Умер царь Петр, и все, после трех с половиной десятилетий его великой работы, становится наконец опять на свое место. Великий человек умирает, и все притихли и ждут, когда он умрет, потому что снова тогда вернется прежняя жизнь. Дело даже не в том, что она лучше новой, а в том, что новая жизнь ненастоящая и временная. Историю можно потревожить, вывести на несколько лет из равновесия, но долго так продолжаться не может. Когда бросают в пруд камень, вода приходит в движение, но это временно и преходяще, потому что камень утонет и вода успокоится. Истинное состояние воды — спокойствие, гладкая поверхность. Мысль эта периодически возникала в русском общественном сознании и наибольшее распространение получила в пору сомнительных побед славянофилов над западниками.

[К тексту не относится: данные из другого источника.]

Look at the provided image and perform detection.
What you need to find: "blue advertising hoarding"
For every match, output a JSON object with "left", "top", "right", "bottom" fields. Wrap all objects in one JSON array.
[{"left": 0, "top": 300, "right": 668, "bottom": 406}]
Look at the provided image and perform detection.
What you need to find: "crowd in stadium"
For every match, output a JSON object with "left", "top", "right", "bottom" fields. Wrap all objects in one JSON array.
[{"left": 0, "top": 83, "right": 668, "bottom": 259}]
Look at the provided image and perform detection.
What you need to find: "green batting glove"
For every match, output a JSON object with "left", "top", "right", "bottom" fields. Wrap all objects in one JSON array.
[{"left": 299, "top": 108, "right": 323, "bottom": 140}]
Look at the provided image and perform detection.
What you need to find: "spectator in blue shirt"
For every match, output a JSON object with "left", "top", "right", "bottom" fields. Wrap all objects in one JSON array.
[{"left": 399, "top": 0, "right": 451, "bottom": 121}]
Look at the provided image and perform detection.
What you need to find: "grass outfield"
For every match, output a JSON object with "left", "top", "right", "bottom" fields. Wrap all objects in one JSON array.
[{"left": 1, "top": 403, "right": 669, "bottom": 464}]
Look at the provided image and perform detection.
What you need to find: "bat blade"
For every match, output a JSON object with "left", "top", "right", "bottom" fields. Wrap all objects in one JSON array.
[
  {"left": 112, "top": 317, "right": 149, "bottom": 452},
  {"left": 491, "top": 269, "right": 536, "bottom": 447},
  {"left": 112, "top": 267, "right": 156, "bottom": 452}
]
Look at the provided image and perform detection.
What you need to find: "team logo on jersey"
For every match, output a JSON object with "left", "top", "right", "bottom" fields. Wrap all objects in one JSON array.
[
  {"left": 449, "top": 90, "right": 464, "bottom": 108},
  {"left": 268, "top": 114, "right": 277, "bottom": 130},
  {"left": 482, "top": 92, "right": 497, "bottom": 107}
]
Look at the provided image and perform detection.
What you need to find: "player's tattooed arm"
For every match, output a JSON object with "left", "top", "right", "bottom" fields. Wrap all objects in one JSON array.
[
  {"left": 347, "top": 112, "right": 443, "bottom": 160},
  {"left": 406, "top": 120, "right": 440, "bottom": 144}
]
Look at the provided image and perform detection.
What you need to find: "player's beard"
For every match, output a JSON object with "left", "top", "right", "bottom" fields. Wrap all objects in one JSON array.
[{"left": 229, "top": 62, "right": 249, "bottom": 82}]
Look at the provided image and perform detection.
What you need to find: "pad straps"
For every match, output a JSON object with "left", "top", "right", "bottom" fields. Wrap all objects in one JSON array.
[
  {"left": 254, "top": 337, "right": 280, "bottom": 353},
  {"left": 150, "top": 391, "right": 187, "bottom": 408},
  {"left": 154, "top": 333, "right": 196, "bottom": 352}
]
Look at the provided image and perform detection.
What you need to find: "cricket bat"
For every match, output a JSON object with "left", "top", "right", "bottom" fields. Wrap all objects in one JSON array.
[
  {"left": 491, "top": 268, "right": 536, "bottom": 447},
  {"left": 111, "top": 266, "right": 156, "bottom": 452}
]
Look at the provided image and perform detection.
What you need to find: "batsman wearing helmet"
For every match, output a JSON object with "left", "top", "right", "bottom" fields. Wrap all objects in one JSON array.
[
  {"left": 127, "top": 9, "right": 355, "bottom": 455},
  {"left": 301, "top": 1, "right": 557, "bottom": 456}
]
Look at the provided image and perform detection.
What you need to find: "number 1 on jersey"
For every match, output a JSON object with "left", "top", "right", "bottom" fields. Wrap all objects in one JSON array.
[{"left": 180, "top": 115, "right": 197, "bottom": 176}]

Впоследствии эта идея возрождалась не один раз.
История текуча, изменчива и непостоянна. Ее испытывают на каждом шагу, и она не выдерживает испытания. Если взлетит на воздух Литейный двор, то «придет старое царство», если не взлетит, то не придет. Исторические судьбы России зависят только от того, взлетит или не взлетит Литейный двор. Мотивировка сначала конкретна: «И если взлетят на воздух (бомбенные запасы. —
«Подняли ветхие заплатанные паруса перед Литейным двором для того, чтобы огородить ветер, и они надулись. Как будто другой флот собрался убегать от новых шведов». Паруса упомянуты многократно. «Приходили странные времена к варварам, и неизвестно, что за паруса и для чего они нужны именно на суше». Паруса нужны для того, чтобы стало ясно, что «странные времена» наступили снова, и для того, чтобы связать конец царствования с началом, со шведами, когда еще ничего не было: ни коллегий, ни бань, ни монументов, ни самого города Санкт-Петерсбурска, когда были только поражения, военные неудачи и унижения.

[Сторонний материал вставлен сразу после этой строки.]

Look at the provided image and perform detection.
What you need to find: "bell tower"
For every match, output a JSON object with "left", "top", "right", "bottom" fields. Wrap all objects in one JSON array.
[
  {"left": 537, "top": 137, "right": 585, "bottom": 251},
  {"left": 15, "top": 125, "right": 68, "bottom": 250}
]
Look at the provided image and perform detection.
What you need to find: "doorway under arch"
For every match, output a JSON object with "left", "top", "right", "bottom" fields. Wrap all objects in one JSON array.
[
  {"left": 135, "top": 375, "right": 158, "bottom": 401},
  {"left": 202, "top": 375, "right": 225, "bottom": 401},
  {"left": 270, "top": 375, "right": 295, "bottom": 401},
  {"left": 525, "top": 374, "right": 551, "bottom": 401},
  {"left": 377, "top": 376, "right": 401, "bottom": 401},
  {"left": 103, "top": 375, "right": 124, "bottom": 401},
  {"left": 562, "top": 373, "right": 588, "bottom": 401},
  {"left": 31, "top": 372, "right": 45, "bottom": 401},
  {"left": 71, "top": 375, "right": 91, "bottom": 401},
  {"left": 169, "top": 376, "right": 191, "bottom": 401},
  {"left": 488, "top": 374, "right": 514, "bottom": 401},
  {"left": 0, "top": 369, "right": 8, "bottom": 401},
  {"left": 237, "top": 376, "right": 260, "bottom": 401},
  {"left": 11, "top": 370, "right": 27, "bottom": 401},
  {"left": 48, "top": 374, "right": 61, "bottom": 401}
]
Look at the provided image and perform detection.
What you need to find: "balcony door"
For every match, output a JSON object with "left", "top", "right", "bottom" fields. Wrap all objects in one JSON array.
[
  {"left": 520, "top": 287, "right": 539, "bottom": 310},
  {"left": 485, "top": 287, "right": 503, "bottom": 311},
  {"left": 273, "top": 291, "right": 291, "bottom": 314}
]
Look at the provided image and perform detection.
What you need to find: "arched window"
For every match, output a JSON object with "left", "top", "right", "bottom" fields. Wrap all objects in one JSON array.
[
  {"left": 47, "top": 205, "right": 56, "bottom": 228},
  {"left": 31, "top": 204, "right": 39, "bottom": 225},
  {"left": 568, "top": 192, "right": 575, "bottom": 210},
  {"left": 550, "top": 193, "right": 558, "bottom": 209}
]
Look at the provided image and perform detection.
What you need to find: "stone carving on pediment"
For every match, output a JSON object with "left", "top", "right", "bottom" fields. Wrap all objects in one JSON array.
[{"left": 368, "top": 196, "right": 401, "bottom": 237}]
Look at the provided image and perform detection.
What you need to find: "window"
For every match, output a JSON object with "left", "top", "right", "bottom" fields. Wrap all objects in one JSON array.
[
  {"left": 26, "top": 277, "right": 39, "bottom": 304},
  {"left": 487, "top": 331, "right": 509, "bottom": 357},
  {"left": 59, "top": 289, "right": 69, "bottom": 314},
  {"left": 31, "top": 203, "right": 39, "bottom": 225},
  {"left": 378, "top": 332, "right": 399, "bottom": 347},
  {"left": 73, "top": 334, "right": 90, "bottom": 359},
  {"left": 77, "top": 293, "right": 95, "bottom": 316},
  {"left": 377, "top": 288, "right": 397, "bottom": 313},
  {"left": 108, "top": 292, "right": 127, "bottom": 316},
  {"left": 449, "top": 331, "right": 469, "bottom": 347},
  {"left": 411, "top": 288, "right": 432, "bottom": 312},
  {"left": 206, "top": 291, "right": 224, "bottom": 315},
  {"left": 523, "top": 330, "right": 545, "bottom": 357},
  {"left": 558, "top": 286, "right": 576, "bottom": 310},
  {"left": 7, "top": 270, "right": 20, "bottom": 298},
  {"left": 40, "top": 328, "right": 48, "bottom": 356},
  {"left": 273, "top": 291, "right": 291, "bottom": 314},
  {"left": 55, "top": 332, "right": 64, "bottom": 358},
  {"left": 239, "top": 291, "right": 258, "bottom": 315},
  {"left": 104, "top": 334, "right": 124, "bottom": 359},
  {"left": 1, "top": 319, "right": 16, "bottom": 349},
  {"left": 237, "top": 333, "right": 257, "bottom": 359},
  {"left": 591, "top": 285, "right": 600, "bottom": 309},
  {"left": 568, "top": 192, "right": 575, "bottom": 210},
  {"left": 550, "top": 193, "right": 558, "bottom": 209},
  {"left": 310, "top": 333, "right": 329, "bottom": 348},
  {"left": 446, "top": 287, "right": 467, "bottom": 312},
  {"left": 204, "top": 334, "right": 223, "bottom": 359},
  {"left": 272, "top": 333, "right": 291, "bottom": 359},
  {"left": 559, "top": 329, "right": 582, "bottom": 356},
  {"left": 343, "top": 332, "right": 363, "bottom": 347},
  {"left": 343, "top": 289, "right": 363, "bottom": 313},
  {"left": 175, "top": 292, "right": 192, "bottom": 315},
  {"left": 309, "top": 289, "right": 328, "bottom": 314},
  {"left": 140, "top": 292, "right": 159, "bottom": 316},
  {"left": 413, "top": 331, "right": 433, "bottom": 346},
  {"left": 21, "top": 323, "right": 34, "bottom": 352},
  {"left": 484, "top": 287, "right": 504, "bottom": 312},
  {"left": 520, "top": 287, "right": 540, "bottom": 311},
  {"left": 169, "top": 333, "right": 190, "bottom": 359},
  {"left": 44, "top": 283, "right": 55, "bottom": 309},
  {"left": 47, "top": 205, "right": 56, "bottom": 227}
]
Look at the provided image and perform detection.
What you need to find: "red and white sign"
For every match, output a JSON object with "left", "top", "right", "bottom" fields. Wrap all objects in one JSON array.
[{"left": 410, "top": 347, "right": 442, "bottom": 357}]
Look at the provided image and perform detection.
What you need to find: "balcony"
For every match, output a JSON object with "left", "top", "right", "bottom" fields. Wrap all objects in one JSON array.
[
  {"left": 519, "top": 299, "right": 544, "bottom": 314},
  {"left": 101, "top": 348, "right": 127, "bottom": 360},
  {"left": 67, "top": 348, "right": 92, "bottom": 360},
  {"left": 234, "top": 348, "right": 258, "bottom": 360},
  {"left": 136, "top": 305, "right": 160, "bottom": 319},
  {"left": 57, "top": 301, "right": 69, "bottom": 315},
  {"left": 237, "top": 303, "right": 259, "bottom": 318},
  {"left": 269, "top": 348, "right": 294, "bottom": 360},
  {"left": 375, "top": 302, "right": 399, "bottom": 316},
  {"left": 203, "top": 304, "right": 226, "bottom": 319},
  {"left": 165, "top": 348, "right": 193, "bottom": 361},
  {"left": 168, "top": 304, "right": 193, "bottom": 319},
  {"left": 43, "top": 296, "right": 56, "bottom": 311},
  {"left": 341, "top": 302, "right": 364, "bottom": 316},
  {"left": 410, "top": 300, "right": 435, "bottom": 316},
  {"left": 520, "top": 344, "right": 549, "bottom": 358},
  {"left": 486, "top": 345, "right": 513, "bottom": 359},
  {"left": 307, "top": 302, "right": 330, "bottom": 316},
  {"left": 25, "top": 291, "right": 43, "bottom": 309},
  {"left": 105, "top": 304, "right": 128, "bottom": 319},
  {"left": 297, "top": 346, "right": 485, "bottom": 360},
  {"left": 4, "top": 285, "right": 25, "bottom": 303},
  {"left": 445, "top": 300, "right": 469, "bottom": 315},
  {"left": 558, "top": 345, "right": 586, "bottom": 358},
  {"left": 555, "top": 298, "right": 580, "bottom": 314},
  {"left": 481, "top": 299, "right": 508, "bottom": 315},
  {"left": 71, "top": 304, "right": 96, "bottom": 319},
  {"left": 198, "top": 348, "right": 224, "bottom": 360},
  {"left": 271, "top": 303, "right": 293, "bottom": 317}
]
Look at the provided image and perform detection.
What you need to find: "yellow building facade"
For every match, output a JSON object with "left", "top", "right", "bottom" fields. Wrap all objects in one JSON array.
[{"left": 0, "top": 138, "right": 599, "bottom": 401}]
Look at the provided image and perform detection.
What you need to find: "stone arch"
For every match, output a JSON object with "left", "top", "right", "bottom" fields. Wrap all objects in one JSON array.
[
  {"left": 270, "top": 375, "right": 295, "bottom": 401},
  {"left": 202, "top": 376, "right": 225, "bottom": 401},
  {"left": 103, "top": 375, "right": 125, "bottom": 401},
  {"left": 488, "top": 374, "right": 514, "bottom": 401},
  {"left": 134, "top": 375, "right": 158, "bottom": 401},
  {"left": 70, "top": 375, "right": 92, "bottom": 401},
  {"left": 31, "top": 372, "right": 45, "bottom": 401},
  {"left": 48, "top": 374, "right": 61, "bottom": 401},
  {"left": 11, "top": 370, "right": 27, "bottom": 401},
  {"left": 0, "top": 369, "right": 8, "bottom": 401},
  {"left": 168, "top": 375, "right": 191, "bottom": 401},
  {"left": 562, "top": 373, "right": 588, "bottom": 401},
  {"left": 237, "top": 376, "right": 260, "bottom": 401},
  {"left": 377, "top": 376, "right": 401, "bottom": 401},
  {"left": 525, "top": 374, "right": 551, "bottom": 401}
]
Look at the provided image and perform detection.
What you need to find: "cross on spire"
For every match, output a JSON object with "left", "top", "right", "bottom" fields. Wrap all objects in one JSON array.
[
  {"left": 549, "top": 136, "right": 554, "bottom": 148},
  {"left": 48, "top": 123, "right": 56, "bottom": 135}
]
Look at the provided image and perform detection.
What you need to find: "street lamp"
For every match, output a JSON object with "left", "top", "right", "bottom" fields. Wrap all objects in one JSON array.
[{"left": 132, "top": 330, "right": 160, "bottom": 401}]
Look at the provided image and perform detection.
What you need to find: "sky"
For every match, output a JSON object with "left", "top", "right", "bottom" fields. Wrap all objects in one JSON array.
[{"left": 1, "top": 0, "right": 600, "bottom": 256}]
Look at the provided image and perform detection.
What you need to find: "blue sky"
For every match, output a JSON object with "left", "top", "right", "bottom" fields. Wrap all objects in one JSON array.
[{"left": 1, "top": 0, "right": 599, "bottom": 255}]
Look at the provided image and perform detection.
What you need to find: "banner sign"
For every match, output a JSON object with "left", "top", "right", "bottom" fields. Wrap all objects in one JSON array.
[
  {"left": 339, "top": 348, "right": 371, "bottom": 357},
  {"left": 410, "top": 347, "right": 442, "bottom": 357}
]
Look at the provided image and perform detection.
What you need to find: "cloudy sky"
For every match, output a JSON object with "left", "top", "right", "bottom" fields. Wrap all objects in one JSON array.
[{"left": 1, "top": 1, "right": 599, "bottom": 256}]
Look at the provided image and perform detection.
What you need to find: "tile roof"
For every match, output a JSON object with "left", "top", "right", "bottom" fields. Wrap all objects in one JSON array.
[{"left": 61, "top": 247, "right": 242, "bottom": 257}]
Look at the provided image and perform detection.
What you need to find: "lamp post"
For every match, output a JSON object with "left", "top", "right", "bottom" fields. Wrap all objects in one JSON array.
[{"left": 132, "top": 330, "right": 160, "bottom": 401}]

Преходящесть исторического деяния уравнивает в значении важное и второстепенное, большое и малое, живое и мертвое, реальное и иррациональное. Поэтому умирающий Петр равно думает об отечестве, которое не на кого оставить, и о таракане. Смерть его написана в эсхатологической тональности, как конец века, конец истории. И его смерть восстанавливает все убитое им, а сам он после смерти возрождается восковым подобием, которое, как он при жизни, влияет на судьбы людей и события. Восковое подобие отправляют в куншткамору, где оно живет вместе с заспиртованными уродами. Но и здесь оно выражает свою державную волю. Петр равен своему восковому подобию. Восковое подобие равно заспиртованным уродам, монстрам и натуралиям куншткаморы. Все, что происходит в куншткаморе, подобно тому, что происходит в стране. Страна равна куншткаморе. История России после Петра равна истории России до него. Большое равно малому, реальное — фантастическому, катастрофа (пожар) — шутке.
Оказывается, никакого пожара не было, реальной была только вода, и дикая выходка императрицы — первоапрельская шутка Екатерины Алексеевны, обманувшей всех — будто пожар. И еще авторская уверенность в том, что между царством новым и царством старым никакой разницы нет, что «жизнь без начала и конца», неизменная, неизменяемая и не подлежащая изменению, и что история не существует. Ничего не было. Никакого пожара не было, была только пушечная пальба по приказу императрицы — пожарная тревога. Была шутка.